Program design for
concurrent systems


INMOS Technical Note 5

Philip Mattos

February 1987


1 Structuring the System
2 System Topology
3 System Design - the functional blocks
4 System Integration
5 Conclusions

This note illustrates one approach to programming concurrent systems in occam. It concentrates on applications, rather than general purpose computer networks, which are covered in Technical Note 13.

1 Structuring the System

There is no absolutely correct topology for an application; each possibility represents a trade-off between programming ease and ultimate efficiency. In this trade off consideration must be given to the level of reliability required and the cost of development and final hardware.

Assuming there is to be more than one processor in the system under design; an important early decision is the manner of sharing the load between the processors. This depends upon how the problem may be divided, and the measure of performance required. If the task is a repetitive one; that is, the same operation performed on many pieces of data, the ultimate throughput is infinite, limited only by economic factors; the number of processors you can afford. However, the latency; that is, the delay from raw data in to associated results out, cannot be reduced below the total execution time of those operations that must be performed sequentially on the data.

Having established that a task is divisible in the way we require, processes can be written to perform each subtask, and each data item passed through the subtasks. Whether divisible or not, the option of providing multiple processes; each capable of performing the same task, remains. This approach allows many items of data to pass through many identical processes at the same time and thus increases overall throughput.
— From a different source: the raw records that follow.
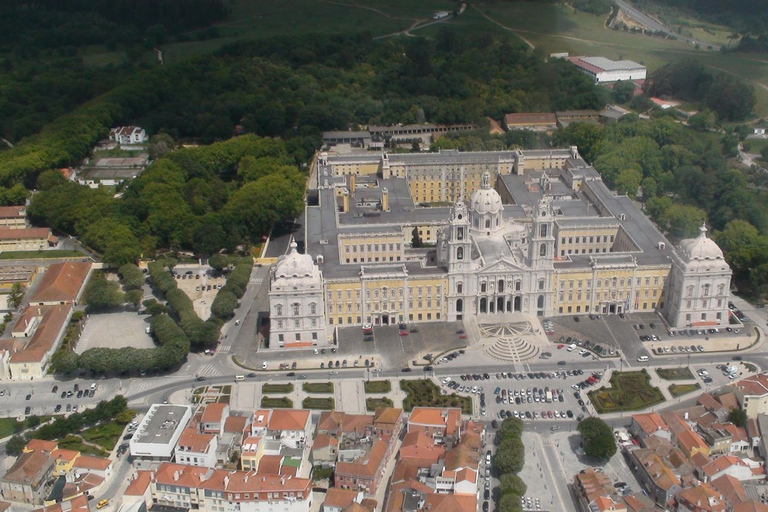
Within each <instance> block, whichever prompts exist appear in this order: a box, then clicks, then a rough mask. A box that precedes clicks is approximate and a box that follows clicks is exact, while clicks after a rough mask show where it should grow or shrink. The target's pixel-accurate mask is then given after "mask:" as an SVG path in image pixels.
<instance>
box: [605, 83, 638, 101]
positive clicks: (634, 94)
mask: <svg viewBox="0 0 768 512" xmlns="http://www.w3.org/2000/svg"><path fill="white" fill-rule="evenodd" d="M634 95H635V84H634V83H633V82H632V81H631V80H619V81H618V82H616V84H615V85H614V86H613V92H611V99H612V100H613V101H615V102H616V103H627V102H628V101H630V100H632V97H633V96H634Z"/></svg>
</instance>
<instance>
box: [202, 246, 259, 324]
mask: <svg viewBox="0 0 768 512" xmlns="http://www.w3.org/2000/svg"><path fill="white" fill-rule="evenodd" d="M211 259H213V260H214V263H215V264H217V265H220V264H221V260H222V259H226V260H234V261H232V262H231V263H229V264H231V265H234V268H233V269H232V270H231V271H230V272H229V275H228V276H227V284H225V285H224V286H222V287H221V289H219V291H218V292H217V293H216V298H215V299H213V303H212V304H211V314H213V315H214V316H215V317H217V318H220V319H221V320H229V319H230V318H232V317H233V316H234V314H235V309H237V306H238V300H239V299H241V298H242V297H243V295H244V294H245V289H246V287H247V286H248V281H249V280H250V278H251V271H252V270H253V258H251V257H245V258H237V259H233V258H226V257H225V256H223V255H221V254H218V255H216V256H215V257H211ZM209 264H211V263H210V260H209ZM211 266H213V264H211Z"/></svg>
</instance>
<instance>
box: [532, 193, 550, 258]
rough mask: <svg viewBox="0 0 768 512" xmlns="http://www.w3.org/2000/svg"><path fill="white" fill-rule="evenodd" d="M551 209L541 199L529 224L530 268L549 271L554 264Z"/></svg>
mask: <svg viewBox="0 0 768 512" xmlns="http://www.w3.org/2000/svg"><path fill="white" fill-rule="evenodd" d="M554 224H555V223H554V219H553V218H552V208H551V207H550V204H549V200H548V199H547V198H542V199H541V200H540V201H539V203H538V204H537V205H536V207H535V209H534V212H533V222H532V223H531V226H532V227H531V243H530V244H529V245H528V257H529V259H530V262H531V268H533V269H534V270H536V269H551V268H552V267H553V265H554V262H555V233H554V227H555V226H554Z"/></svg>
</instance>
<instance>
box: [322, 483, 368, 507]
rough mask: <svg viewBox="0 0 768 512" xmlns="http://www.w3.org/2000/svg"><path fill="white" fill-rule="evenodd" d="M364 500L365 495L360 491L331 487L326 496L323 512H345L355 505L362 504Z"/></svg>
mask: <svg viewBox="0 0 768 512" xmlns="http://www.w3.org/2000/svg"><path fill="white" fill-rule="evenodd" d="M362 500H363V493H362V492H360V491H350V490H348V489H339V488H338V487H331V488H330V489H328V492H327V493H326V494H325V501H323V508H322V512H343V511H344V510H346V509H347V507H349V506H350V505H352V504H353V503H360V502H361V501H362Z"/></svg>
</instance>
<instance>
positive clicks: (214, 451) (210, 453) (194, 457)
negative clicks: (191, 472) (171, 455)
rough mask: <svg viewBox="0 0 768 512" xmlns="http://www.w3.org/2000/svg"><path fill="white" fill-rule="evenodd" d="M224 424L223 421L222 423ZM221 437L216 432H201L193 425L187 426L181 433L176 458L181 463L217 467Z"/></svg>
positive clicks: (180, 463)
mask: <svg viewBox="0 0 768 512" xmlns="http://www.w3.org/2000/svg"><path fill="white" fill-rule="evenodd" d="M222 426H223V423H222ZM218 444H219V438H218V436H217V435H215V434H201V433H199V432H197V431H196V430H195V429H194V428H193V427H187V428H186V429H184V431H183V432H182V433H181V436H180V437H179V441H178V443H176V450H175V452H174V460H175V461H176V462H177V463H179V464H188V465H190V466H200V467H203V468H214V467H216V462H217V460H216V450H217V448H218Z"/></svg>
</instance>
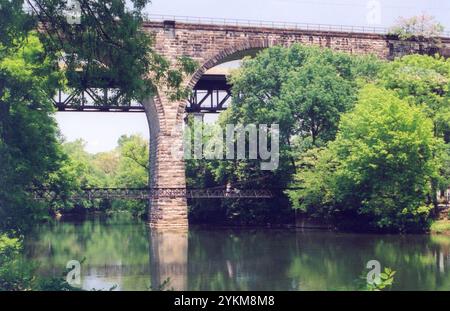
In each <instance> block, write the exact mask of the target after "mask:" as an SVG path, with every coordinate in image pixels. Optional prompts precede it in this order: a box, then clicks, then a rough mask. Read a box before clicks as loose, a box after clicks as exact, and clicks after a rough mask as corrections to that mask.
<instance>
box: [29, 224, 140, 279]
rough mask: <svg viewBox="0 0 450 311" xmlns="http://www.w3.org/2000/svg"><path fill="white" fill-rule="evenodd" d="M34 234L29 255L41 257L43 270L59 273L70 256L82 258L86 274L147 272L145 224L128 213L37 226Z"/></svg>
mask: <svg viewBox="0 0 450 311" xmlns="http://www.w3.org/2000/svg"><path fill="white" fill-rule="evenodd" d="M31 236H32V237H34V238H32V239H29V240H27V241H26V251H27V257H29V258H31V259H34V260H37V261H39V263H40V273H44V274H58V275H59V274H60V273H62V272H63V271H64V269H65V266H66V264H67V262H68V261H69V260H72V259H76V260H82V259H83V258H86V261H85V262H84V263H83V265H82V273H83V275H84V274H85V273H87V275H89V274H91V275H96V274H97V275H103V276H105V277H108V276H115V277H117V276H118V275H121V276H123V274H128V275H139V274H141V273H142V272H143V271H142V270H143V269H145V268H147V272H148V239H147V229H146V226H145V224H144V223H142V222H138V221H136V222H132V221H130V218H129V217H126V218H123V219H122V218H121V217H113V218H112V219H107V220H101V219H95V220H90V221H85V222H82V223H79V224H75V223H64V222H62V223H54V224H52V225H51V226H49V225H45V226H42V227H38V228H37V229H36V230H35V232H33V234H30V237H31ZM147 283H148V280H147ZM147 286H148V284H147Z"/></svg>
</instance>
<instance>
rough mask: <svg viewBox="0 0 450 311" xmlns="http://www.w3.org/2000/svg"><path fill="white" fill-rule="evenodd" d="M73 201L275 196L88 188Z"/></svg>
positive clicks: (250, 190) (59, 195) (163, 189)
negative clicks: (164, 198) (102, 199)
mask: <svg viewBox="0 0 450 311" xmlns="http://www.w3.org/2000/svg"><path fill="white" fill-rule="evenodd" d="M32 193H33V196H34V198H35V199H36V200H44V199H52V198H58V197H64V196H63V195H59V194H57V193H56V192H55V191H52V190H49V189H34V190H32ZM65 197H66V198H67V199H71V200H93V199H129V200H146V199H150V198H177V197H186V198H188V199H228V198H229V199H270V198H273V197H274V195H273V193H272V191H270V190H265V189H261V190H255V189H245V190H241V189H232V190H217V189H182V188H160V189H146V188H138V189H125V188H87V189H81V190H80V191H78V192H74V193H72V194H70V195H65Z"/></svg>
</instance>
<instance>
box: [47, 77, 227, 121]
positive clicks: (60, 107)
mask: <svg viewBox="0 0 450 311" xmlns="http://www.w3.org/2000/svg"><path fill="white" fill-rule="evenodd" d="M226 74H227V72H226V71H225V72H223V71H218V72H217V71H216V72H213V73H211V74H205V75H203V76H202V78H201V79H200V80H199V81H198V82H197V84H196V85H195V87H194V89H193V91H192V94H191V96H190V97H189V99H188V103H187V106H186V112H187V113H217V112H220V111H222V110H225V109H226V108H227V107H228V104H229V102H230V100H231V85H230V84H228V82H227V78H226ZM53 104H54V105H55V107H56V109H57V110H58V111H67V112H69V111H74V112H76V111H78V112H144V106H142V105H141V104H140V103H137V102H127V101H124V100H123V94H122V92H121V91H120V90H119V89H114V88H95V87H86V88H83V89H72V90H65V91H63V90H59V91H58V93H57V94H56V96H55V98H53Z"/></svg>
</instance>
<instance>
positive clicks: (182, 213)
mask: <svg viewBox="0 0 450 311" xmlns="http://www.w3.org/2000/svg"><path fill="white" fill-rule="evenodd" d="M160 94H161V95H157V96H155V97H154V98H151V99H149V100H147V101H146V102H144V103H143V104H144V107H145V112H146V116H147V120H148V124H149V129H150V172H149V176H150V180H149V184H150V187H151V188H186V176H185V163H184V159H183V158H182V156H181V155H182V153H180V152H182V146H183V133H182V131H181V128H180V126H181V125H182V122H183V118H182V117H183V114H182V113H181V114H179V113H178V110H179V107H180V106H181V105H182V103H180V102H172V101H170V100H169V99H168V98H167V97H166V96H164V95H162V94H164V93H163V90H161V93H160ZM149 203H150V204H149V224H150V226H151V227H153V228H181V229H184V228H187V226H188V219H187V202H186V198H185V197H160V198H151V199H150V202H149Z"/></svg>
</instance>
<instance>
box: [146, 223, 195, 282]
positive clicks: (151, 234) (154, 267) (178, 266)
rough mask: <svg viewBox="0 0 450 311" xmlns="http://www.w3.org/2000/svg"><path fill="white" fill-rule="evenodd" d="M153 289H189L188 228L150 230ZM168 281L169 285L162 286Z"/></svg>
mask: <svg viewBox="0 0 450 311" xmlns="http://www.w3.org/2000/svg"><path fill="white" fill-rule="evenodd" d="M149 237H150V238H149V241H150V242H149V244H150V267H151V284H152V289H154V290H156V289H174V290H186V289H187V270H188V268H187V267H188V232H187V230H182V231H180V230H169V231H163V230H156V229H152V230H150V232H149ZM165 283H167V286H164V287H163V288H161V286H162V285H164V284H165Z"/></svg>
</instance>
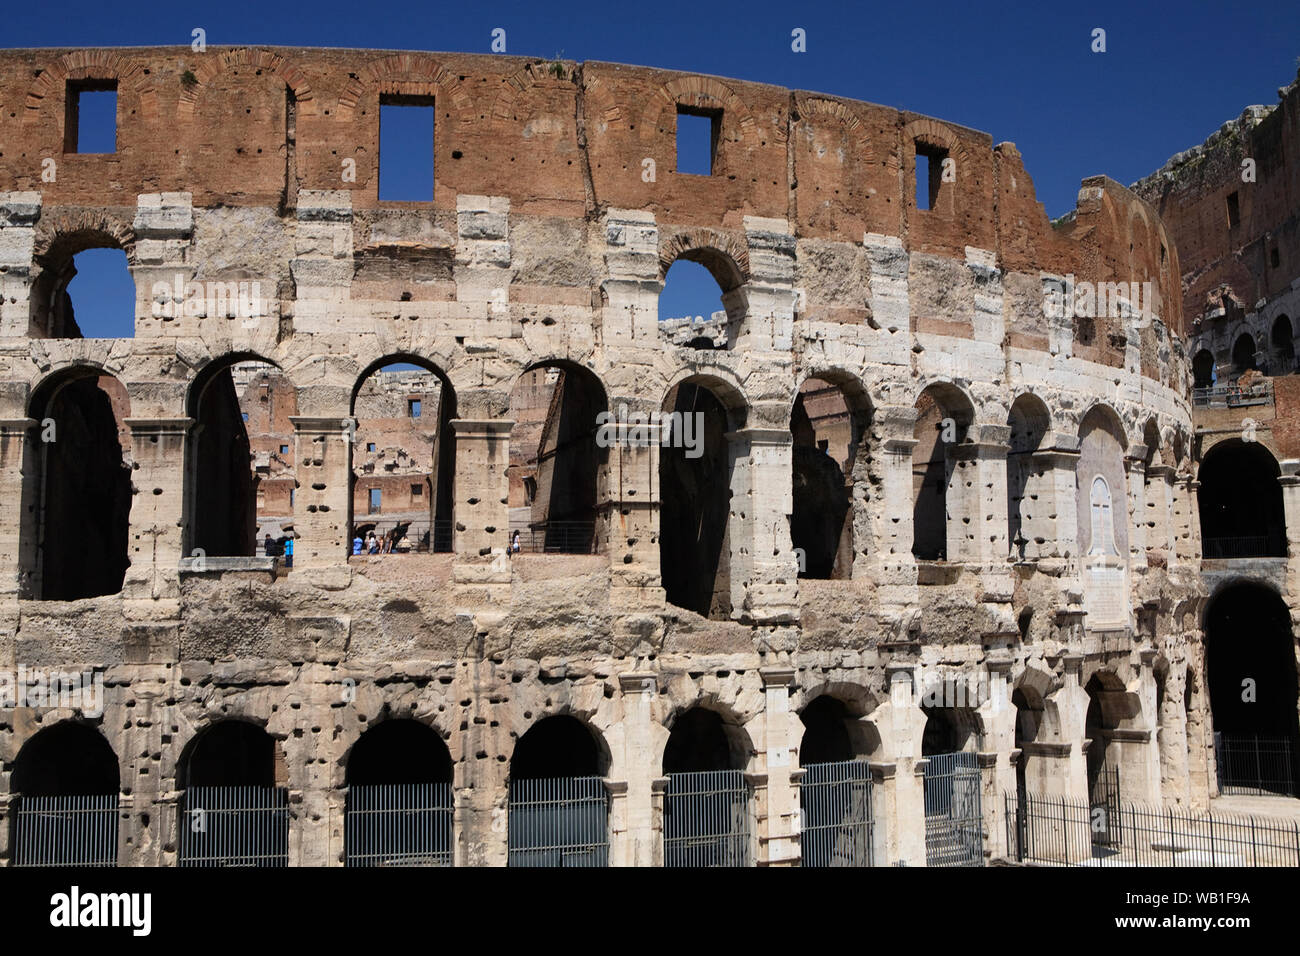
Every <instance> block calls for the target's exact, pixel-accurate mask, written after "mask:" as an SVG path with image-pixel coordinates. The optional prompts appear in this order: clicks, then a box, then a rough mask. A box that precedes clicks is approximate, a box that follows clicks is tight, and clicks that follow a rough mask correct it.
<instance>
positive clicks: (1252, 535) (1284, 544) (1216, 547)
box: [1201, 532, 1287, 559]
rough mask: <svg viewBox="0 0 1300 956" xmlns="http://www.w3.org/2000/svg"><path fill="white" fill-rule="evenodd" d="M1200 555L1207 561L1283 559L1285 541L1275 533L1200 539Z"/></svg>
mask: <svg viewBox="0 0 1300 956" xmlns="http://www.w3.org/2000/svg"><path fill="white" fill-rule="evenodd" d="M1201 553H1203V555H1204V557H1205V558H1209V559H1229V558H1284V557H1287V540H1286V536H1284V535H1279V533H1277V532H1274V533H1271V535H1236V536H1232V537H1205V538H1201Z"/></svg>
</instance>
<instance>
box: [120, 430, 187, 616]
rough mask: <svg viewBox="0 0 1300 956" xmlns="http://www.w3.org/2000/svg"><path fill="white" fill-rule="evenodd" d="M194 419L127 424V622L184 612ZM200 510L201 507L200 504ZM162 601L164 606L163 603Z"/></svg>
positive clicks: (125, 594) (123, 597)
mask: <svg viewBox="0 0 1300 956" xmlns="http://www.w3.org/2000/svg"><path fill="white" fill-rule="evenodd" d="M192 424H194V423H192V420H191V419H187V418H178V419H136V418H129V419H126V425H127V427H129V428H130V429H131V460H133V462H134V463H135V471H133V472H131V484H134V486H135V496H134V499H133V501H131V518H130V522H131V527H130V549H131V550H130V558H131V566H130V567H129V568H126V580H125V581H123V584H122V597H123V598H125V611H126V617H127V619H140V620H147V619H151V618H155V617H157V613H159V609H160V607H166V609H168V613H166V614H165V617H169V618H175V617H179V613H181V572H179V564H181V558H182V557H186V555H185V553H183V541H182V524H183V520H185V488H186V479H187V464H186V453H187V450H188V446H187V441H186V438H187V436H188V433H190V427H191V425H192ZM200 505H201V502H200ZM159 602H161V604H159Z"/></svg>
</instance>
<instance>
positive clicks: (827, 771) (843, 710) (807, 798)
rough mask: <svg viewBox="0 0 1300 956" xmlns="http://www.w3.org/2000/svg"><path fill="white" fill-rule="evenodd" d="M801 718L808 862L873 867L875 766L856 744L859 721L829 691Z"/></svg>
mask: <svg viewBox="0 0 1300 956" xmlns="http://www.w3.org/2000/svg"><path fill="white" fill-rule="evenodd" d="M800 719H801V721H802V722H803V737H802V739H801V740H800V766H801V767H802V769H803V778H802V780H801V782H800V806H801V810H802V822H801V830H800V844H801V855H802V861H803V866H871V865H872V860H874V853H872V843H874V840H872V826H871V825H872V814H871V767H870V765H868V763H867V762H866V760H863V758H859V756H858V754H859V753H861V750H859V749H858V747H855V740H854V737H861V734H859V732H858V730H857V728H858V721H857V719H855V718H854V717H852V715H850V714H849V709H848V708H846V706H845V705H844V702H842V701H840V700H837V698H835V697H832V696H829V695H823V696H820V697H818V698H816V700H814V701H813V702H811V704H809V705H807V706H806V708H803V711H802V713H801V714H800ZM857 743H858V745H861V739H859V740H858V741H857Z"/></svg>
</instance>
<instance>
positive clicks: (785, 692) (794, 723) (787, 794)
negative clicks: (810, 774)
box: [758, 667, 802, 866]
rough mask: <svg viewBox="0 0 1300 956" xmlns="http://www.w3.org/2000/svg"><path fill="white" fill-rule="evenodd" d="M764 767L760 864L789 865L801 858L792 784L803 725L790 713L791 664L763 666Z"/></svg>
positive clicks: (763, 731)
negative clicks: (764, 811)
mask: <svg viewBox="0 0 1300 956" xmlns="http://www.w3.org/2000/svg"><path fill="white" fill-rule="evenodd" d="M759 675H761V676H762V679H763V693H764V697H766V706H764V709H763V728H762V730H763V754H762V756H763V766H764V767H766V777H767V800H766V812H767V813H766V818H764V819H761V821H759V827H758V865H759V866H789V865H797V864H798V861H800V817H801V813H800V793H798V788H797V787H796V786H793V780H792V774H793V773H794V761H793V760H792V758H790V754H792V753H796V752H797V750H798V745H800V739H801V736H802V734H801V731H802V724H801V722H800V718H798V715H797V714H793V713H790V687H792V685H793V684H794V679H796V672H794V670H793V669H792V667H762V669H761V670H759Z"/></svg>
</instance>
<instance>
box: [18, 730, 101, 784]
mask: <svg viewBox="0 0 1300 956" xmlns="http://www.w3.org/2000/svg"><path fill="white" fill-rule="evenodd" d="M120 787H121V777H120V774H118V766H117V757H116V756H114V754H113V748H112V747H109V744H108V741H107V740H105V739H104V736H103V735H101V734H99V732H98V731H96V730H95V728H94V727H88V726H86V724H83V723H73V722H66V721H65V722H62V723H57V724H55V726H53V727H48V728H45V730H43V731H40V732H39V734H36V736H34V737H32V739H31V740H29V741H27V743H26V744H25V745H23V748H22V749H21V750H19V752H18V758H17V760H16V761H14V763H13V777H12V778H10V780H9V788H10V791H12V792H13V793H21V795H22V796H103V795H109V793H117V792H118V788H120Z"/></svg>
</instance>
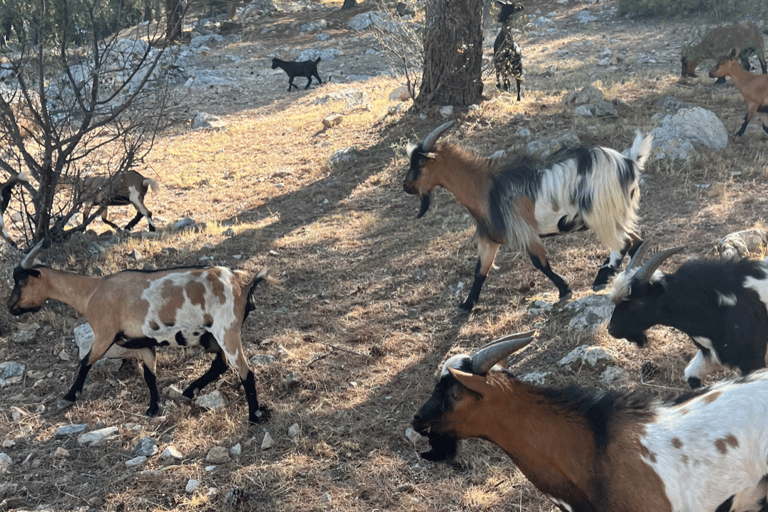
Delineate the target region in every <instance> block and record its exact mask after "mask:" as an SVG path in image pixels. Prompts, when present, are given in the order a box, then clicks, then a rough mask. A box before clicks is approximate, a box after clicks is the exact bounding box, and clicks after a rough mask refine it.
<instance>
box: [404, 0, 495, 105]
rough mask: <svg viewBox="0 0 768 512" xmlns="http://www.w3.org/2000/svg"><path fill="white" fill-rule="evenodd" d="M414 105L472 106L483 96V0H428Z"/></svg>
mask: <svg viewBox="0 0 768 512" xmlns="http://www.w3.org/2000/svg"><path fill="white" fill-rule="evenodd" d="M426 19H427V26H426V27H425V31H424V70H423V77H422V80H421V87H420V89H419V95H418V96H417V97H416V104H417V106H420V107H425V106H427V105H430V104H434V103H436V104H440V105H472V104H474V103H477V102H479V101H480V99H481V96H482V94H483V80H482V59H483V31H482V20H483V0H428V2H427V5H426Z"/></svg>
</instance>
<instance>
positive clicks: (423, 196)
mask: <svg viewBox="0 0 768 512" xmlns="http://www.w3.org/2000/svg"><path fill="white" fill-rule="evenodd" d="M427 210H429V194H424V195H423V196H421V207H420V208H419V214H418V215H417V216H416V218H417V219H420V218H422V217H423V216H424V214H425V213H427Z"/></svg>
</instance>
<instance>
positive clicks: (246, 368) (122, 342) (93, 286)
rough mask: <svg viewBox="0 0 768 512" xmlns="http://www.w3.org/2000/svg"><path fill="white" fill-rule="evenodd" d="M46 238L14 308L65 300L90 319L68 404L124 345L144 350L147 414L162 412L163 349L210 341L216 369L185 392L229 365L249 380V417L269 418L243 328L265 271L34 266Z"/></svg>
mask: <svg viewBox="0 0 768 512" xmlns="http://www.w3.org/2000/svg"><path fill="white" fill-rule="evenodd" d="M42 243H43V242H40V243H39V244H37V246H35V248H33V249H32V251H30V253H29V254H28V255H27V256H26V257H25V258H24V260H23V261H22V262H21V264H20V265H19V266H18V267H16V269H14V271H13V280H14V287H13V291H12V292H11V296H10V298H9V299H8V310H9V311H10V312H11V314H13V315H20V314H22V313H26V312H34V311H37V310H39V309H40V308H41V307H42V305H43V303H45V301H46V300H48V299H54V300H58V301H60V302H63V303H65V304H68V305H70V306H72V307H73V308H75V309H76V310H77V311H78V312H79V313H80V314H82V315H83V316H85V318H86V320H87V321H88V323H89V324H90V325H91V328H92V329H93V333H94V336H95V340H94V342H93V346H92V347H91V350H90V352H89V353H88V355H86V356H85V357H84V358H83V359H82V361H80V369H79V371H78V373H77V378H76V379H75V382H74V384H72V387H71V388H70V390H69V392H68V393H67V394H66V395H65V396H64V398H63V399H62V400H61V402H60V407H62V408H63V407H66V406H69V405H72V404H73V403H74V402H75V400H77V396H78V394H79V393H80V392H81V391H82V389H83V384H84V383H85V378H86V376H87V375H88V371H89V370H90V369H91V366H93V364H94V363H96V361H98V360H99V359H101V358H102V357H103V356H104V354H106V352H107V350H109V348H110V347H111V346H112V345H113V344H117V345H119V346H121V347H123V348H126V349H133V350H136V355H137V356H138V357H141V359H142V361H143V363H144V380H145V382H146V383H147V387H148V388H149V408H148V409H147V415H148V416H155V415H156V414H157V412H158V400H159V397H160V395H159V393H158V390H157V379H156V377H155V370H156V357H155V349H156V347H162V346H171V347H194V346H202V347H203V348H204V349H205V350H206V351H207V352H210V353H215V354H216V356H215V358H214V359H213V362H212V363H211V367H210V369H209V370H208V371H207V372H206V373H205V374H204V375H203V376H201V377H200V378H198V379H197V380H195V381H194V382H192V384H190V385H189V387H188V388H187V389H186V390H185V391H184V393H183V396H184V397H186V398H190V399H191V398H194V394H195V392H196V391H200V390H201V389H203V388H204V387H205V386H206V385H208V384H210V383H211V382H213V381H214V380H216V379H218V378H219V376H220V375H221V374H222V373H224V372H225V371H226V369H227V363H229V365H231V366H233V367H234V368H235V369H236V370H237V373H238V375H239V376H240V380H241V382H242V384H243V388H244V390H245V397H246V400H247V401H248V420H249V421H250V422H251V423H259V422H260V421H262V420H263V419H264V418H263V416H264V414H263V413H264V412H265V411H264V410H263V409H260V408H259V402H258V400H257V398H256V383H255V380H254V376H253V372H252V371H251V369H250V368H249V367H248V362H247V361H246V359H245V353H244V351H243V345H242V341H241V333H240V331H241V329H242V326H243V322H245V319H246V317H247V316H248V313H249V312H250V311H252V310H253V309H254V305H253V301H252V297H251V296H252V294H253V291H254V288H255V287H256V285H257V284H258V283H260V282H261V281H265V280H267V281H269V280H271V278H270V277H269V276H268V275H267V274H266V273H265V272H261V273H259V274H258V275H257V276H256V277H255V278H254V279H252V278H249V277H248V275H247V274H246V273H245V272H243V271H240V270H234V271H233V270H230V269H229V268H226V267H210V268H174V269H166V270H154V271H139V270H129V271H124V272H119V273H117V274H112V275H110V276H106V277H90V276H82V275H77V274H71V273H67V272H62V271H59V270H54V269H52V268H50V267H45V266H41V265H34V264H33V263H32V262H33V261H34V258H35V255H36V254H37V252H38V251H39V250H40V248H41V246H42Z"/></svg>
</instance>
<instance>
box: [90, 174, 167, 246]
mask: <svg viewBox="0 0 768 512" xmlns="http://www.w3.org/2000/svg"><path fill="white" fill-rule="evenodd" d="M76 187H77V191H78V194H79V195H80V198H81V199H82V201H83V223H85V222H86V220H87V219H88V216H89V215H90V214H91V208H93V207H94V206H98V207H99V211H100V212H101V220H102V221H103V222H104V223H105V224H108V225H110V226H112V227H113V228H115V229H120V226H118V225H117V224H115V223H114V222H112V221H110V220H109V215H108V213H107V207H109V206H126V205H129V204H130V205H133V207H134V208H136V216H135V217H134V218H133V219H131V221H130V222H129V223H128V224H127V225H126V226H125V230H126V231H130V230H131V228H133V226H135V225H136V224H137V223H138V222H139V220H141V218H142V217H146V218H147V224H149V230H150V231H155V223H154V221H153V220H152V212H151V211H149V210H148V209H147V207H146V205H145V204H144V197H145V196H146V195H147V191H148V190H149V189H150V188H151V189H152V191H154V192H157V191H158V190H159V188H160V186H159V185H158V184H157V181H155V180H153V179H152V178H145V177H144V176H142V175H141V174H140V173H139V172H137V171H132V170H129V171H118V172H116V173H115V174H113V175H112V176H87V177H85V178H83V179H80V180H78V181H77V185H76Z"/></svg>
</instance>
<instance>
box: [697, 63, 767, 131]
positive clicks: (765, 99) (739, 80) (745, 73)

Note that we use the term ”processes” in preference to ”processors”. The first term is the logical division of a task and the second is the physical division of a task. In the final analysis we may allocate several processes to one processor. This is an important point; as it illustrates that the division of a task into sub tasks must be done to a greater extent rather than a lesser, as processes can be grouped later, but cannot easily be subdivided after writing.

2 System Topology

We can now consider the topology of the system. Processes are represented by rounded boxes, and communication channels by arrowed lines. To illustrate a simple case, consider the example in Figure 1.

Example Example

Figure 1: Example

This shows a functional division of a generic application into a keyboard handler, a screen handler and the application itself. Such a division is for ease of programming and flexibility rather than performance.

Each channel is given a name on the diagram, and then the top level occam can be written. The three functional blocks execute at the same time, i.e. in PARallel. The ONLY items they share are the channels between them, so these are declared in an outer scope.

... proc decls  
CHAN OF INT, echo, app.out  
  keyboard.handler( keyboard,, echo )  
  screen.handler  ( screen, app.out, echo )  
  application     (, app.out )

This top level design done - and instantly coded due to the correlation between the occam and the diagram - we progress to the three functional blocks.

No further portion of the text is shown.